SCF bondholders rejoice, told to spend cash wisely

South Canterbury Finance investors, including all bondholders but not preference shareholders, have been told to spend their cash wisely when they are reimbursed by the government a total of $1.6 billion following the company’s receivership today.

In addition, the government is negotiating a loan of up to $175 million to the receivers for repayment of prior charges over South Canterbury’s assets, including a $100 million facility arranged through investor George Kerr’s Torchlight fund.

The payment under the Crown guarantee appears more favourable to South Canterbury investors than to those in other failed finance companies in recent times.

This is because some depositors and investors in long-dated bonds will now be repaid – having earlier been told not to expect anything.

This also represents a significant payday for plucky investors who bought South Canterbury 2012 bonds in the last days of last week at an 80% discount to their value today.

South Canterbury chief executive Sandy Maier said today that the payout under the guarantee scheme would lessen the impact on the South Island economy, where much of the company’s funding base and lending activities were based.

“Very shortly there’s going to be a massive infusion of liquidity in the South Island as all these debenture holders and bond holders get their dough,” Mr Maier told a media conference in Christchurch.

“I hope they do wise things with the money next.”

All up the government will repay about 35,000 investors $1.6 billion, hoping to recover as much as it can from the receivership. Repayment of prior charges gives the government first call on South Canterbury's assets, which the receivers are expected to sell down over time.

Mr Maier said the wider effects of the receivership on the South Island economy was also lessened by the fact that South Canterbury had not been doing any new lending for most of this year.

Government defends decision
Finance Minister Bill English said repaying all depositors as quickly as possible would ultimately reduce the cost to the taxpayer by about $100 million by ensuring the Crown is not liable for interest payments after the date of settlement.

"Furthermore, being in control of the receivership process takes the pressure off the receiver to quickly sell any assets,” he said.

"This ensures the Crown can get the best deal for taxpayers. Businesses that owe money, or are owned by South Canterbury, can continue to operate and there will be a minimum of disruption to both the local and national economy.”

A good day for Torchlight investors
Pyne Gould Corporation subsidiary Torchlight Investment Group recently increased a $75 million credit facility to South Canterbury to $100 million, of which PGC contributed $15 million.

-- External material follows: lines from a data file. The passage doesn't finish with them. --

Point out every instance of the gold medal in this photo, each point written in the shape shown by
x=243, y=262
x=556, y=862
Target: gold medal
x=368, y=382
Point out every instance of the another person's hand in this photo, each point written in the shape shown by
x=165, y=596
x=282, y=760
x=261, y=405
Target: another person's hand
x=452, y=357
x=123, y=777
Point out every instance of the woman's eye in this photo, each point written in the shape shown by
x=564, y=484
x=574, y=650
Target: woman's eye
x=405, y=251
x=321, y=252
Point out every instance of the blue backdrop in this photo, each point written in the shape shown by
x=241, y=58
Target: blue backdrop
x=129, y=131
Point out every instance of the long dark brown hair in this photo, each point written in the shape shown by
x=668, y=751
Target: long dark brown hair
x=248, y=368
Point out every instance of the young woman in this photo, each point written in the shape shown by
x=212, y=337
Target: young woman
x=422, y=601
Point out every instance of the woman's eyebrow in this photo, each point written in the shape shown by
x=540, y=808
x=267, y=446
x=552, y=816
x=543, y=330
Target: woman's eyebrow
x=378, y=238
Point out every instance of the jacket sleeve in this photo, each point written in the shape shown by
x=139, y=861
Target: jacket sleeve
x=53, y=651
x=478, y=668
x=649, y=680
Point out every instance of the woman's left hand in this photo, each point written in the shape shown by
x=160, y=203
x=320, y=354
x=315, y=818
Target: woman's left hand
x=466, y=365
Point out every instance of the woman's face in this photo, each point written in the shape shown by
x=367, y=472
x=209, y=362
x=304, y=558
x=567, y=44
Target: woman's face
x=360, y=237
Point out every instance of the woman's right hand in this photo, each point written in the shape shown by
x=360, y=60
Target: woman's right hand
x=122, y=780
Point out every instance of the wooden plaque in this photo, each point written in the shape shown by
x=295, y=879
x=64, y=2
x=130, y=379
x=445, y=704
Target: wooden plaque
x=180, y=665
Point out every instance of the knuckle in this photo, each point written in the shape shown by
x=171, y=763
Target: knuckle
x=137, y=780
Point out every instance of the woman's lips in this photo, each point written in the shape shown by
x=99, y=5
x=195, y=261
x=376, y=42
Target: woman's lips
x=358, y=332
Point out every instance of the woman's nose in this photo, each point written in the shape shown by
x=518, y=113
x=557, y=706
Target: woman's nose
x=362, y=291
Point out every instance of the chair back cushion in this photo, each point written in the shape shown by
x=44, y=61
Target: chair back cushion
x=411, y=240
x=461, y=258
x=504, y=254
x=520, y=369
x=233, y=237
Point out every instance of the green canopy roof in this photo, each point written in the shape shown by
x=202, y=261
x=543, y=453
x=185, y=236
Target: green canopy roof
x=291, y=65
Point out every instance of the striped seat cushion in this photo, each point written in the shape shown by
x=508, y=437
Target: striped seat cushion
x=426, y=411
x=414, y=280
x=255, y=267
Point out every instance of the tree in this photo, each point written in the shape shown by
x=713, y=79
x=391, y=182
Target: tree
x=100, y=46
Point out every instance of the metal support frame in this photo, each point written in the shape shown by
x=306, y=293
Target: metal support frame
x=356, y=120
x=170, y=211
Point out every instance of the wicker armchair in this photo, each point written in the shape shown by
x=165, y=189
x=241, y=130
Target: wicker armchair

The facility was secured ahead of other charges under the trust deed, and was essentially a first mortgage over South Canterbury’s charging subsidiaries.

Mr Maier said he understood Torchlight would be paid out first and foremost.

Torchlight is chaired by PGC cornerstone shareholder and director George Kerr.

“Today has been a successful investment for them,” Mr Maier said.

Not so lucky are preference shareholders owed about $100 million and South Canterbury’s ordinary shareholders, who consist largely of founder Allan Hubbard and his associated entities.

Down to the wire
Mr Maier said he worked through the night trying to secure a last minute rescue package for South Canterbury but in the end a deal could not be reached with private investors.

When he was appointed chief executive on December 23 the company had just $7 million cash in the bank and last night the figure was about the same.

“So in essence, I guess you could say we haven’t made much progress – however we paid hundreds of millions of deposits off and shrunk the book.

“This is a business that hasn’t disappeared in a puff of smoke. Ultimately it will change hands and that process will go on. It’s a going concern today and has a certain ripeness to it,” he said.

Mr Maier confirmed talks with three interested parties right to the end.

One was a large offshore South East Asian/United States Trust, which was engaged in talks through to 4am this morning.

The other two included a consortium of partially overseas and partially local investors and another offshore group with a history of investment in New Zealand.

Mr Maier said there were a number of sticking points but overall South Canterbury’s board didn’t believe the price or the terms of offers were right.

“Some of it was around what they were going to charge us for due diligence fees, break fees etc, but the problems were infinite in variety. “There wasn’t one in there made for us.”

What’s left?
South Canterbury is split into three business units.

These consist of a bad bank with loans of a nominal value of $700 million (estimated to be worth about $250 million today), a good bank with $900 million worth of loans and a private equity division holding investments in Scales Corp, Helicopters NZ and Dairy Holdings.

While the upfront cost to the Crown is about $1.6 billion plus the prior charges, the government expects to recover the “bulk” of that as the receivers sell the assets over time.

"The final expected net cost to the Crown is already provided for in the Crown accounts within the overall provision of about $900 million for all companies covered by the scheme," Mr English said.